Maybe I should have. But this many? Over 65,000 mostly innocent Palestinian civilians (though I suspect we will learn, when the rubble is cleared and the dust is settled, that the number of innocent deaths is vastly greater)? At any rate, to those who argue thusly, give me the number of civilian deaths that one should expect—you know, just the right number of dead Safas—so that I can adjust my moral expectations.
“You did it, too, in Japan, Germany and Iraq.”
Yes, we (USA) did it, too. We needlessly killed countless innocent civilians by dropping the atomic bomb on Hiroshima, fire bombing Dresden, and “shocking and awing” Iraq. Shame on us, too.
I wish the defenders of Israel’s devastation would tell me what is just the right number of friend-deaths in Gaza—how it goes all the way to 40,877 and beyond.
But I don’t really want to be argued with. Safa’s death is not the conclusion of a good argument; Safa’s death should not lie hidden under the rubble of rationalizations or obscured by the fog of peace. We all should sympathetically understand Safa’s death. As Dr. Nasr wrote:
No one can explain to my heart
how to live without them,
Please, please don’t argue Safa away.
While Israel had some initial justification for its military response, those justifications evaporated sometime between dropping that first bomb and death #40,877. And #40,877 has a name.
From the sniping of children (a practice which started prior to the war which certainly contributed to Hamas’s frustrations) to the bombings of hospitals and schools and tents in sanctuary camps to the attacks on rescue vehicles to the blockades of food to the extra-judicial bombings of the Hamas peace delegation in Qatar (all war crimes)–somewhere between that first bomb and #40,877–Netanyahu ceded the moral high ground, attaining the moral status of terrorist and war criminal.
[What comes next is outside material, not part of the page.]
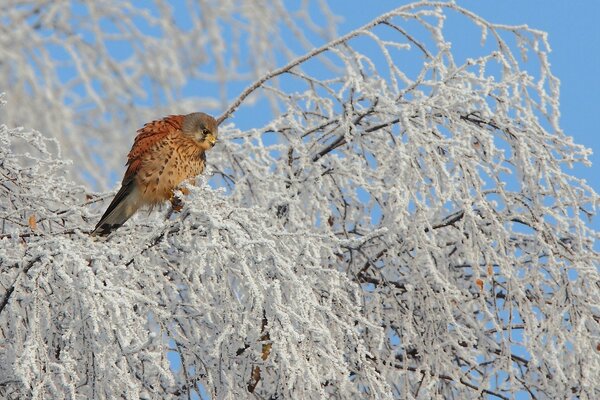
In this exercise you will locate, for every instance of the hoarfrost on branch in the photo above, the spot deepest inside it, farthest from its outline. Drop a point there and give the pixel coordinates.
(402, 227)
Sadly, Netanyahu and his enablers will likely walk off proudly into the sunset, lauded in Israel and the US as a conqueror, unprosecuted for violating norms of combat. And all those nations complicit with the war crimes–including the United States–share in the shame (sadly, again, to no consequence). Defenders of Israel’s war will think that the end justified the means. But it does not. There is no honor here.
Hamas should get what it deserves. Netanyahu and his enablers should, too.